La ducha con manguera en plena calle y con las fuertes heladas de aquel invierno, que fue el más frio que conocimos los nacidos. La mojadura y la masa de natillas que tenía encima me restaban movilidad, pero no podía descansar ni un minuto porque me a tacaba el frío por aquella mojadura tan tremenda. Al acabar la jornada tenía que meterme debajo de una manguera de agua fría a presión para quitarme todo el fango. Una tarde estando bajo esta manguera llegó el vigilante Manolín, que fue un gran vigilante y buen hombre, me miró y dijo:
-Arsenio, no se puede estar tanto tiempo con esa mojadura, esa alcantarilla es muy trabajosa además de peligrosa. Tienes que terminar reventado de tanto trabajo, sin poder descasar ni un momento en toda la jornada por el frio, eso no hay animal que lo aguante, a partir de mañana trabajaras de ocho a una, cinco horas porque si no vas destrozarte, ese trabajo es enfermo.
-Sí que es desagradable y todavía tengo que ir a casa para poder quitármelo de encima. Mañana traeré una funda aparte para quitarme la ropa al comenzar a trabajar y ponerme solo la funda y unas botas. Al terminar la jornada me quitaré la funda y desnudo, con la manguera a presión me quitaré el lodo y podré ponerme ropa seca. Coloque la manguera en alto de un muro que había, aunque la potencia del agua era más fuerte que la ducha, me serbia para líbrame más fácil de aquellas natillas que no se quitaban sin antes flotarlas con fuerza, eran muy pegajosas como si tuviera grasa.
Le di las gracias y nunca me olvidaría de la bondad de Manolin El “Gijonés” así le llamaban. Fue un hombre muy educado para mandar al personal, siempre con amabilidad y seriedad, nunca lo vi poner mala cara a nadie, sin duda fue uno de los pocos que en aquel tiempo mandaba con esa tranquilidad y respeto al personal. Un gran hombre, que sabía lo que era trabajar y mandar con todo orden., pero sin presumir de ser jefe como otros animales que reventaron a la gente, además de someternos a peligrosos trabajos sin ninguna compasión del trabajador.
El agua que se bombeaba para lavar el carbón era del Río Nalón, estaba tan fría como las heladas que caían. Me duchaba debajo de la manguera que había para lavar los vagones y en plena calle. Desde luego que a lo primero es un fuerte impacto, pero después uno ya se va acostumbrado, ya que no iba ir para casa cinco kilómetros montaña arriba con aquella mojadura y lleno de natas, era muy molesto aparte del intenso frió. Lavarse en casa era más difícil, solo podíamos lavarnos en un barcal y el agua había que traerla desde la fuente lejana.
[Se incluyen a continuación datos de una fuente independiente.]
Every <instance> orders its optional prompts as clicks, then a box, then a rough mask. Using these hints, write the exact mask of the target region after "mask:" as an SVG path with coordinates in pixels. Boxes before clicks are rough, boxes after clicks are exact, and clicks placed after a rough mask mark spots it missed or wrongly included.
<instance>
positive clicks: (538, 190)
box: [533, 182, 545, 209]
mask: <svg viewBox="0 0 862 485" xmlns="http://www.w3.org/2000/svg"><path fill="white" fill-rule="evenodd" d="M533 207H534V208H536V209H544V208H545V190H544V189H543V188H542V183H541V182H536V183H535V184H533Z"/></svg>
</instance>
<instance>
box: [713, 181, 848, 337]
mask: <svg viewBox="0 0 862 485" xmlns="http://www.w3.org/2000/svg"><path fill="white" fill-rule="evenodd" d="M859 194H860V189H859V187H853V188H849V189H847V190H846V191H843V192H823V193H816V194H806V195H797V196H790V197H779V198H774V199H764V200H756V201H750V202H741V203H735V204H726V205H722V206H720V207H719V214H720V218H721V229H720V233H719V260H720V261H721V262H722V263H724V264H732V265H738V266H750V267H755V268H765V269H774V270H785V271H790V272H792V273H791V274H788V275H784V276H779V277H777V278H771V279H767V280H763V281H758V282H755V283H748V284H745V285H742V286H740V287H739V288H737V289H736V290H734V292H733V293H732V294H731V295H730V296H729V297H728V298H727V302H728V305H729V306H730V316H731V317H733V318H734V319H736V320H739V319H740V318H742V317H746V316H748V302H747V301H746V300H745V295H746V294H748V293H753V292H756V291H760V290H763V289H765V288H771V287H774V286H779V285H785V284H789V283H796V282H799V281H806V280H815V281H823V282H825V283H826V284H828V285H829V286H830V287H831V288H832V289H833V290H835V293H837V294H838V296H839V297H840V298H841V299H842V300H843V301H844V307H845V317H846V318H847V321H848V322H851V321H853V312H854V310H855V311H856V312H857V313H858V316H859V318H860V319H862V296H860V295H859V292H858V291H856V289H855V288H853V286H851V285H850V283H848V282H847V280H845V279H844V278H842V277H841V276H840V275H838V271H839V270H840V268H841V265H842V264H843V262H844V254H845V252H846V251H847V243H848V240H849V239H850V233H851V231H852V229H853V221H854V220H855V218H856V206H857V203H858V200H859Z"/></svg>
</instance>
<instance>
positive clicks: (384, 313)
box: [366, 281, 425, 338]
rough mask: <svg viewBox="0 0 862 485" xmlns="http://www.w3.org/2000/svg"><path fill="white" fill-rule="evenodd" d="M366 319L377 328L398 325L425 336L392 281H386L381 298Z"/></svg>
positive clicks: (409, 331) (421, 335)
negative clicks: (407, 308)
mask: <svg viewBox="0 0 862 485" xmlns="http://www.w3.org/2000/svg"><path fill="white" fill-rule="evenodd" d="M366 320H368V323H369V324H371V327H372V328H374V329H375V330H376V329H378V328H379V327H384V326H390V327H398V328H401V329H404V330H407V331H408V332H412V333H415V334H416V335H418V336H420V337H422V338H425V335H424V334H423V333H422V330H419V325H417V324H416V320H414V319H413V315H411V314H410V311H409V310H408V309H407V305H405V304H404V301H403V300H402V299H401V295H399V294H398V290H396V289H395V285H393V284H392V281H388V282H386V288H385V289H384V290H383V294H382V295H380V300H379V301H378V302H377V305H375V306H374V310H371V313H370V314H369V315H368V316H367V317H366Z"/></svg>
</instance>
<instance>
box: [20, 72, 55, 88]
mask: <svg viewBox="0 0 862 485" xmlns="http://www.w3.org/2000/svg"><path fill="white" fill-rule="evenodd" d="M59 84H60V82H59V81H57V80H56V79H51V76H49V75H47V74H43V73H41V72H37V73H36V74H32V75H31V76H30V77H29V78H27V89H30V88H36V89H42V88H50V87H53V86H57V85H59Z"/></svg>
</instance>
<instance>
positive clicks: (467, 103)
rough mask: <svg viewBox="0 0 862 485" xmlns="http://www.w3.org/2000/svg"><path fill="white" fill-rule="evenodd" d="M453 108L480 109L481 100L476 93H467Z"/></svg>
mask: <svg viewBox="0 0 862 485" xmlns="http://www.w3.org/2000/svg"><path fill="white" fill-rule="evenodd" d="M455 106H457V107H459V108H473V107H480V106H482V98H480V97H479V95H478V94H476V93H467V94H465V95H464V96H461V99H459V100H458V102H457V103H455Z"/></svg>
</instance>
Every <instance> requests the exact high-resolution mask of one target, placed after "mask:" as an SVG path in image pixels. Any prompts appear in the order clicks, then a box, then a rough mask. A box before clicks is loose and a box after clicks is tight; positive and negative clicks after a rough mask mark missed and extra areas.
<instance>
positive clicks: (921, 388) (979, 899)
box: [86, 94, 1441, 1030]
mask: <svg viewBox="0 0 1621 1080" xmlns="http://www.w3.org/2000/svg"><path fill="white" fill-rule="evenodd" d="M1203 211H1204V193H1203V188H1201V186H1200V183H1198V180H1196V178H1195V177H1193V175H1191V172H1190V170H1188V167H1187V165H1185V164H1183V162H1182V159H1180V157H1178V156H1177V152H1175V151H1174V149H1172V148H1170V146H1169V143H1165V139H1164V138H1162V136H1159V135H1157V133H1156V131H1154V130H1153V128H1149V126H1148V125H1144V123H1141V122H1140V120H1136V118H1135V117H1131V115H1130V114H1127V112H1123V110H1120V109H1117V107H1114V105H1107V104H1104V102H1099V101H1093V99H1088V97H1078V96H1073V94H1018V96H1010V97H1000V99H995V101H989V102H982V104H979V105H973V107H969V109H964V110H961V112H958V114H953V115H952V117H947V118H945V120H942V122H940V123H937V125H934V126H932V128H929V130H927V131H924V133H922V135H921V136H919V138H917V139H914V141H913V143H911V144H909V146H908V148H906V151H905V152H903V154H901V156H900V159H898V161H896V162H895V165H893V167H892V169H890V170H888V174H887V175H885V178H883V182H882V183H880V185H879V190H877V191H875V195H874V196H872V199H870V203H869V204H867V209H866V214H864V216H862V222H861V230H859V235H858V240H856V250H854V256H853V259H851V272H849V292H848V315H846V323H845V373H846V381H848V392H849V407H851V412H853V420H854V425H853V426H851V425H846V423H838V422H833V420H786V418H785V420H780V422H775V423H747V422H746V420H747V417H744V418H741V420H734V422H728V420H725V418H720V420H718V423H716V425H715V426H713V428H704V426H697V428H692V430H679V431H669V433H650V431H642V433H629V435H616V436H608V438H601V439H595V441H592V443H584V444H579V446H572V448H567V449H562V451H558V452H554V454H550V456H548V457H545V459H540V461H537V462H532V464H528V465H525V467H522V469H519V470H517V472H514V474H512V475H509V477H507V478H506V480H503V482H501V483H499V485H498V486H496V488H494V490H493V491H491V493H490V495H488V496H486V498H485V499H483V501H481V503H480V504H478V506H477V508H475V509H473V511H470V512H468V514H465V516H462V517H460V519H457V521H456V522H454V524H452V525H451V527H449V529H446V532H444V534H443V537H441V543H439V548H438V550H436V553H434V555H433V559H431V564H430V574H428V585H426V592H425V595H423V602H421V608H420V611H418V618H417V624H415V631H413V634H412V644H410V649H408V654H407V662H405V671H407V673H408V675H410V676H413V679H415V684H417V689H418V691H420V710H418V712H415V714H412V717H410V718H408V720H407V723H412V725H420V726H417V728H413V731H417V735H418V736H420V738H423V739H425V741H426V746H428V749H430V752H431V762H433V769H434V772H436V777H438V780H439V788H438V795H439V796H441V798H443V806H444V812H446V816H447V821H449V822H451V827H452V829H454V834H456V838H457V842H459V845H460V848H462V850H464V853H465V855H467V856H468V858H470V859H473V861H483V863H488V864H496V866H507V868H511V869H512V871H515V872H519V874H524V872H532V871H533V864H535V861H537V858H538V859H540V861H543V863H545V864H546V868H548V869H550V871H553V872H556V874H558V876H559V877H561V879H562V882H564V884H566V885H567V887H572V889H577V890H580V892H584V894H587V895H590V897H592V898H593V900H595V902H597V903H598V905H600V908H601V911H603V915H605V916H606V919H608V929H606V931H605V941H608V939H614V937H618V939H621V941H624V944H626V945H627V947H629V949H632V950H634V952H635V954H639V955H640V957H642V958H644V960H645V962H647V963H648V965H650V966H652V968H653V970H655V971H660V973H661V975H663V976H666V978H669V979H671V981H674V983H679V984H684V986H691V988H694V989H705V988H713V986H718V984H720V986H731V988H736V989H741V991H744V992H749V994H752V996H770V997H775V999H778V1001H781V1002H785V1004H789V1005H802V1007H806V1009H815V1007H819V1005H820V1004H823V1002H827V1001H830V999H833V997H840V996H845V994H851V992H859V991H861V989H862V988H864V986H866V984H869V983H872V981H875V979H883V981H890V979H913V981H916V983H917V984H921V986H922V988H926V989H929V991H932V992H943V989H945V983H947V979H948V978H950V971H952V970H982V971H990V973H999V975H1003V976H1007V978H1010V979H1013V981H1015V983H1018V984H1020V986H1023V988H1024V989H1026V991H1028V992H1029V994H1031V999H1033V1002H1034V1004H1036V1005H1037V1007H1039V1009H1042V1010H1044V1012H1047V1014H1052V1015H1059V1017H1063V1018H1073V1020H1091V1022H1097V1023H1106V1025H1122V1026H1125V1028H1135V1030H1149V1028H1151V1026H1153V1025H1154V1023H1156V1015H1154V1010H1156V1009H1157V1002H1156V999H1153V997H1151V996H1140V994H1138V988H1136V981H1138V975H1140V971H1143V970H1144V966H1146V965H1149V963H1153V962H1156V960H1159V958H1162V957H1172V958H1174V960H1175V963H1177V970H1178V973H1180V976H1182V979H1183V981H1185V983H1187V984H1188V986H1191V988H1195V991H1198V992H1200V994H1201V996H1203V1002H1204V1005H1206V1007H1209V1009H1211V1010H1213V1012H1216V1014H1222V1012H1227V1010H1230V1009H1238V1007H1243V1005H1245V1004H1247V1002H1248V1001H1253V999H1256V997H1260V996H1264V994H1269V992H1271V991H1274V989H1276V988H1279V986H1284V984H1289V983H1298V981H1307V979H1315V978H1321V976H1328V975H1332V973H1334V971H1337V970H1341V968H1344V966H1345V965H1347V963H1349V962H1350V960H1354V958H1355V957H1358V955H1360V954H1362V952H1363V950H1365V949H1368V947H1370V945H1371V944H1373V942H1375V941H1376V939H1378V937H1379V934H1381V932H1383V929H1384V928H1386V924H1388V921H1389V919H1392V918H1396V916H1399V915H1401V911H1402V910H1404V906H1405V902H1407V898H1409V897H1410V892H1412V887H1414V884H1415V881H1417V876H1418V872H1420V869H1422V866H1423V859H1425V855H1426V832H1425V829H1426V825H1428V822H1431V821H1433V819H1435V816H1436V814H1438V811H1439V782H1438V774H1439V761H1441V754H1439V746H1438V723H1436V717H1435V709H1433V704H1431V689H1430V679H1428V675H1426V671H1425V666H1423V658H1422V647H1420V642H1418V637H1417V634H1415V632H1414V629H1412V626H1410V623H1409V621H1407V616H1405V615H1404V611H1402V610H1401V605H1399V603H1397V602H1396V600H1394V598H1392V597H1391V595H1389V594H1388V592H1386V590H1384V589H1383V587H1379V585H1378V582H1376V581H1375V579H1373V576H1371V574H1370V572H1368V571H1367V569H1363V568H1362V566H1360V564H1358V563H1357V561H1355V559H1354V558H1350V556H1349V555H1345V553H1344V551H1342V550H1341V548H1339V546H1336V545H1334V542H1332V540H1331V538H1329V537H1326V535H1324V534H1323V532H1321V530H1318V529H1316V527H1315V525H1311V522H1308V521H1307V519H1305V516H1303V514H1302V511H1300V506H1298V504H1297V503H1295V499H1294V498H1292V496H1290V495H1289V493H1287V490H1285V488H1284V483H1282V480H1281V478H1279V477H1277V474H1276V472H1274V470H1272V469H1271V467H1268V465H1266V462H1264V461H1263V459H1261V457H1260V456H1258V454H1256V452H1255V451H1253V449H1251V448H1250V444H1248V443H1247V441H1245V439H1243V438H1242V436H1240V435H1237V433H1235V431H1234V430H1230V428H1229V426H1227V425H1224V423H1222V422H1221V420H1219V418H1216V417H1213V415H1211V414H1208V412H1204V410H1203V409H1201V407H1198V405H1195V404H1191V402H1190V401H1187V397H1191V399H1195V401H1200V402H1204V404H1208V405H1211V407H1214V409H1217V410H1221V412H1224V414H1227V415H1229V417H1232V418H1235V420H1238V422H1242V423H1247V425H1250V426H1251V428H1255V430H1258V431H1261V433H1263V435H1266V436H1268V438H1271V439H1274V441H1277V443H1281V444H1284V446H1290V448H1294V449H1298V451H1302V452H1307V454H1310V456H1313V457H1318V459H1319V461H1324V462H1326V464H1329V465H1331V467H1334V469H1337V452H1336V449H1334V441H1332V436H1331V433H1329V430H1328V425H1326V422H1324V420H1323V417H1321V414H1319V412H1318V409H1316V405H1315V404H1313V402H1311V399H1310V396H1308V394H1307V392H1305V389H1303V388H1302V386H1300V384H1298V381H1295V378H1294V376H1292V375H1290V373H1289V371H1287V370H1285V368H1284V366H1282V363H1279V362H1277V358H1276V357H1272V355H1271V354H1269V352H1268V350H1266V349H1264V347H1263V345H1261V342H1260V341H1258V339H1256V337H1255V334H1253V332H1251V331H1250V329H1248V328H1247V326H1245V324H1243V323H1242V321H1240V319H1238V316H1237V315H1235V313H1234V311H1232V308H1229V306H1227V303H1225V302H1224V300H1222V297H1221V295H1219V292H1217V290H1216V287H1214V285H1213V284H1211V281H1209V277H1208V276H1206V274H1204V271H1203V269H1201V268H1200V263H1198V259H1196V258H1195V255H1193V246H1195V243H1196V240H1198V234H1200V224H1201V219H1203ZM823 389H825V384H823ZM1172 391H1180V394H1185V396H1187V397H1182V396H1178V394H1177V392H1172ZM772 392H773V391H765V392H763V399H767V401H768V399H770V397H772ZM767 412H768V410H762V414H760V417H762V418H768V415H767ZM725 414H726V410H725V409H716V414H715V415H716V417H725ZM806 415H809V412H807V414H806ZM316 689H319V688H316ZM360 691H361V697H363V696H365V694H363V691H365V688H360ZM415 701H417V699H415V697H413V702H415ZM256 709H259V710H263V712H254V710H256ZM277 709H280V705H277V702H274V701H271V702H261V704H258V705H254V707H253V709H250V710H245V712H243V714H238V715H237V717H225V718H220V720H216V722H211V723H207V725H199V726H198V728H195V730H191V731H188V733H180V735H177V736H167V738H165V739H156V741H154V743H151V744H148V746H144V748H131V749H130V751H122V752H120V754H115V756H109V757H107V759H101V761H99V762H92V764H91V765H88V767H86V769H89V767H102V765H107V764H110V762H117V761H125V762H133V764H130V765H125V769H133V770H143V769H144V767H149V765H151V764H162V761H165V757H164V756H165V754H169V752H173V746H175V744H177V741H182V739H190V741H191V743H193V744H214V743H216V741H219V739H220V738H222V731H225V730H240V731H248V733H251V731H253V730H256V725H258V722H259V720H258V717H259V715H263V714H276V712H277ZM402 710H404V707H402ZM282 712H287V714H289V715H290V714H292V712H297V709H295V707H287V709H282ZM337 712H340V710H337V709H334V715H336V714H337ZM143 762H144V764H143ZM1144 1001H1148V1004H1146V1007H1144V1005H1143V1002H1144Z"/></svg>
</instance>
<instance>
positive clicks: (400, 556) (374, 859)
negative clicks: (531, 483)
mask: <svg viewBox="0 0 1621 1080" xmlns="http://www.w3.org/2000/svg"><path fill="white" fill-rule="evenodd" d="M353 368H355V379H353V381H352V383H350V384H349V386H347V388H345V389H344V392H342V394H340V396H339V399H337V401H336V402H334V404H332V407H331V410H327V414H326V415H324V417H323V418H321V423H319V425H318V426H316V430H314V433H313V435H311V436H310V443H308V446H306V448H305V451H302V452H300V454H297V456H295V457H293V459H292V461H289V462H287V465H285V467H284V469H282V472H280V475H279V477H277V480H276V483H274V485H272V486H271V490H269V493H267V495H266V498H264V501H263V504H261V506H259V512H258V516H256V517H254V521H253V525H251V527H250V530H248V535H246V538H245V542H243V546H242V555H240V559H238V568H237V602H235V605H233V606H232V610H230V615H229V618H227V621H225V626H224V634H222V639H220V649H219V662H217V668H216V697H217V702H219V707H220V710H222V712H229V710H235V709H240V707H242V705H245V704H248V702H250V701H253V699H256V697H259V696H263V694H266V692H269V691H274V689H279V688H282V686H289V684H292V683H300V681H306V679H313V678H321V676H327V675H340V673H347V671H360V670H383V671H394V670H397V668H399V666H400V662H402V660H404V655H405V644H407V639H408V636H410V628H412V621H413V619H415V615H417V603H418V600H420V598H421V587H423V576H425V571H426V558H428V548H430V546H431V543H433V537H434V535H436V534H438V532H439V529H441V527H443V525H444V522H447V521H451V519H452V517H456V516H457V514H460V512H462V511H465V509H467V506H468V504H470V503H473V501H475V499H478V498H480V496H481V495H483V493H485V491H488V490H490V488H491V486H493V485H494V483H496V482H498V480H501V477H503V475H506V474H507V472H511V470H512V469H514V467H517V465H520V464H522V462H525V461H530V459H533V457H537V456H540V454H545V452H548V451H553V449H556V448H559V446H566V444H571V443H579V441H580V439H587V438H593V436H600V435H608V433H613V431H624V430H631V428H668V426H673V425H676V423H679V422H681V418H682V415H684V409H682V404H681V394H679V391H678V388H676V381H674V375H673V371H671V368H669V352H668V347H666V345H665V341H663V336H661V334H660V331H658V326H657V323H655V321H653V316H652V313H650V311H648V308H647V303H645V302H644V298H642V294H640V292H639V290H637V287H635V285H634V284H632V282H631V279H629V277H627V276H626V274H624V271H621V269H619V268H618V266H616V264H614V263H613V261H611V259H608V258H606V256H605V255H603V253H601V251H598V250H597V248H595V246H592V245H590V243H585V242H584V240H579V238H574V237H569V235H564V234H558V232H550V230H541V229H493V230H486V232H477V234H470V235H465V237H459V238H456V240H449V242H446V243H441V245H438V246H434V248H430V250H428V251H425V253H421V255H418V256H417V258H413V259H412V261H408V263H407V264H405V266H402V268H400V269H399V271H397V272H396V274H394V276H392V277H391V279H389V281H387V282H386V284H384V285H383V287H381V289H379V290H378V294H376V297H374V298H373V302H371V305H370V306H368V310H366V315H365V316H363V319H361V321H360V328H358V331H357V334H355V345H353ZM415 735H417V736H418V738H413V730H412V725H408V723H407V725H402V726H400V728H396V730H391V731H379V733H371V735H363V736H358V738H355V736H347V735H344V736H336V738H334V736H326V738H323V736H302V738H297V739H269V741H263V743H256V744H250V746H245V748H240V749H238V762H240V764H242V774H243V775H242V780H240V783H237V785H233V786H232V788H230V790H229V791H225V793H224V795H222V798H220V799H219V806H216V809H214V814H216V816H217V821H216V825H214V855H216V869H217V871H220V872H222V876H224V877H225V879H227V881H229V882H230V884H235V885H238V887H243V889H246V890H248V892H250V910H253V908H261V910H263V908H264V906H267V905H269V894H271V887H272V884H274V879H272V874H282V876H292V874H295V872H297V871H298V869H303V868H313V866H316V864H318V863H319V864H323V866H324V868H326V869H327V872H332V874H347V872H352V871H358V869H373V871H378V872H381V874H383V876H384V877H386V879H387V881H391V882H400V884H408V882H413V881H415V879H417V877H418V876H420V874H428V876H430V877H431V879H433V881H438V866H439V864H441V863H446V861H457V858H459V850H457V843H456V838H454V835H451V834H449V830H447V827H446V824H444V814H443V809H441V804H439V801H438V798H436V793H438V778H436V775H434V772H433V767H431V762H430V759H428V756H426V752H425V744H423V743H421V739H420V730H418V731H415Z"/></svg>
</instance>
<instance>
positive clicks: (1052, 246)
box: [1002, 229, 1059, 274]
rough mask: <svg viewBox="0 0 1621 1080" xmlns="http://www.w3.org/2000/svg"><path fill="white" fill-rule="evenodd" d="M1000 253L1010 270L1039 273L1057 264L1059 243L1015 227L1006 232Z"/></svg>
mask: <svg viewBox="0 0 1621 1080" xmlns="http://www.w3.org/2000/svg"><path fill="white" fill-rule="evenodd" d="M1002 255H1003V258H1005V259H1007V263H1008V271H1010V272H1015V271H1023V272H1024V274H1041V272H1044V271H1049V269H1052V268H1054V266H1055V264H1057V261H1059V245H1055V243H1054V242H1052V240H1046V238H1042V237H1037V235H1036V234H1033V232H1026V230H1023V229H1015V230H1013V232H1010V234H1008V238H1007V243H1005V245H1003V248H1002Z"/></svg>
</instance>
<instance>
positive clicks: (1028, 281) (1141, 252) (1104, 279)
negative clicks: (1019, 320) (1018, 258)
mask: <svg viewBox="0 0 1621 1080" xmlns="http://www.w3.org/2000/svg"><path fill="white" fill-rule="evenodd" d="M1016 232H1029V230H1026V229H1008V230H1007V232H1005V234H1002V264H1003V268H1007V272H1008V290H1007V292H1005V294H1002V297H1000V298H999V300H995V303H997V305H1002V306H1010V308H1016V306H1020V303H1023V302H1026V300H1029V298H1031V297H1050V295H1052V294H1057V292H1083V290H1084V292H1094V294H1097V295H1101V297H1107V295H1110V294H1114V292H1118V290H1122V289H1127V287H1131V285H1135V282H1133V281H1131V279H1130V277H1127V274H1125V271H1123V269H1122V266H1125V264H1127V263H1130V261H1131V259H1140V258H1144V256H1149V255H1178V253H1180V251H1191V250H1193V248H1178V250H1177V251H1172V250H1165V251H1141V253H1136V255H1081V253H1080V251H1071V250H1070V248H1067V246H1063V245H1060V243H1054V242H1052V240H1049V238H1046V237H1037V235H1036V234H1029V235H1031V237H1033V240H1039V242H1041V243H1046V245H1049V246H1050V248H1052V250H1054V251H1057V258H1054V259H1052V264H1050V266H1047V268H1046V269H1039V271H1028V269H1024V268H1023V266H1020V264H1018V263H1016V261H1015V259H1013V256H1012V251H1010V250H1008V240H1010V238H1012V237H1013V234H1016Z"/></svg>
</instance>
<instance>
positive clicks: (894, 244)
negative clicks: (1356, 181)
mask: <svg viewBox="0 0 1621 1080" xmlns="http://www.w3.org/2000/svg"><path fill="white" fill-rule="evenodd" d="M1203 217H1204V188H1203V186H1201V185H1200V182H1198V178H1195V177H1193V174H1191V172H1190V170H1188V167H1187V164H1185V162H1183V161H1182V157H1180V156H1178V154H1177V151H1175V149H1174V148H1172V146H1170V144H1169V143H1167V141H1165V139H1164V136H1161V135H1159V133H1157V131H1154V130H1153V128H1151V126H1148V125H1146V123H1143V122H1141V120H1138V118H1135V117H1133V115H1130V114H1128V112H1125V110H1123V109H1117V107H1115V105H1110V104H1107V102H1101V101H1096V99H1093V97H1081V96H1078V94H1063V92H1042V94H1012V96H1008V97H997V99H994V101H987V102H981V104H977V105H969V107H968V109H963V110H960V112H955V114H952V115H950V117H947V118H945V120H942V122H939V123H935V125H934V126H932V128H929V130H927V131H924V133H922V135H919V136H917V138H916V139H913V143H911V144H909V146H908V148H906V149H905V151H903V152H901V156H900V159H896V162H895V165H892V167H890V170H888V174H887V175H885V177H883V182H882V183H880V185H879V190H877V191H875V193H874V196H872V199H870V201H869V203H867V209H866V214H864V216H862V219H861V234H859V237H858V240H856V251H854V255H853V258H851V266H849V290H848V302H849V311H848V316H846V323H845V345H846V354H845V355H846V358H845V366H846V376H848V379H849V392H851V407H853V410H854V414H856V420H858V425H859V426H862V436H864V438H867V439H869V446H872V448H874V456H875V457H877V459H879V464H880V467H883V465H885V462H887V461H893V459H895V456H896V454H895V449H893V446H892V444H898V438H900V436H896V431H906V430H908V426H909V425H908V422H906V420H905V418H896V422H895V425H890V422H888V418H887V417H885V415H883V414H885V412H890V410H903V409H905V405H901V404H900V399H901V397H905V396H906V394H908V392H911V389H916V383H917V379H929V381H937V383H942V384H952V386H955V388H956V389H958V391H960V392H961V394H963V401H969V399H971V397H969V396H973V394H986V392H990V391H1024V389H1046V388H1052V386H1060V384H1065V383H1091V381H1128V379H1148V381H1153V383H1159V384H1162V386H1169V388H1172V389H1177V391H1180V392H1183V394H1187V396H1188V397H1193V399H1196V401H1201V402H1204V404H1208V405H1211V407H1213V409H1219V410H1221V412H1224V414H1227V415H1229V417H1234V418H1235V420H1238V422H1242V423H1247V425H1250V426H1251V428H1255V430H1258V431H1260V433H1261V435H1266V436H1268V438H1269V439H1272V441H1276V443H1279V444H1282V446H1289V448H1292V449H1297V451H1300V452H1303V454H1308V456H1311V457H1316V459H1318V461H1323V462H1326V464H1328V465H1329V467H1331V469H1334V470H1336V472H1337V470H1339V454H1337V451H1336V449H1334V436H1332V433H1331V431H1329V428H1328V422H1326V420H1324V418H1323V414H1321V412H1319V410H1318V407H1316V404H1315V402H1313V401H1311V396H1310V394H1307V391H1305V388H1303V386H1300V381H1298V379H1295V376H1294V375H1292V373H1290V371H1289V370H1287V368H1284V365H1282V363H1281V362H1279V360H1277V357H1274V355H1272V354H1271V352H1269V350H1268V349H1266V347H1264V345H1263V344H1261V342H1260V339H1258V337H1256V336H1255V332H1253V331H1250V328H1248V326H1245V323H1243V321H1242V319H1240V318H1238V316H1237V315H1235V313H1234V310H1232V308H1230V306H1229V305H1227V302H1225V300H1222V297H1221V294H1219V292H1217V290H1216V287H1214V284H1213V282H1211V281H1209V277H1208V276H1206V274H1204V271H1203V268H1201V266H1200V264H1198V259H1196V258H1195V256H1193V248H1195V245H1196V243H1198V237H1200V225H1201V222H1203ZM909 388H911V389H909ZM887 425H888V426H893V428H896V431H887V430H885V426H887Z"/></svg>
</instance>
Después de aguantarlo, posiblemente me haya servido aquella agua tan fría para acostumbrarme a ella, porque siempre me bañaría con agua fría, y todavía hoy lo sigo haciendo. Pero con la gran diferencia que encasa hay calefacción, allá no Nunca me lavo ni me baño con la caliente, no me gusta. A pesar de pasar los años no perdí la costumbre. Aunque mi esposa protesta cuando me enjabona la espalda, se queja de que le duelen los dedos. No tiene comparación, el agua helada molesta más a la intemperie que dentro de casa.
Para desplazarme por aquella alcantarilla, reptando como una serpiente por lo estrecho que era. Delante llevaba el cajón al entrar, y al salir lo arrastro con una cuerda dando marcha atrás, y a oscuras. La lámpara siempre la tenía a lante en el testero, ya que no podía manejar el cajón y esta a la vez. Con las manos cogía la masa y la cargaba por encima del cajón. Allí no había otra forma de poder hacerlo. Tiraba por ésta hasta que lo acercaba a mí, y luego podía desplazarme la longitud de la cuerda para repetirlo en todo el trayecto hasta la calle. No podía tirar por este y moverme a la vez porque no había espacio libre, solo el necesario para mi cuerpo y con los brazos estirados.
Cuando salía de allí no me reconocían nadie, lleno de aquel lodo y negro como el carbón. Por eso le dio pena a aquel buen hombre y me ayudo a quitarme de encima parte de las horas. Cada día que pasaba más avanzaba. Manolin, muy preocupado pasaba por allí y como no sabía cómo me encontraba, ni sentían mis movimientos por la lejanía, me llamaba para saber cómo me encontraba. Así lo hacía Faustino del Campo, que también paso mucha pena por mí, al ver aquella esclavitud que el capataz me preparo, sin pensar en lo que podía ocurrir.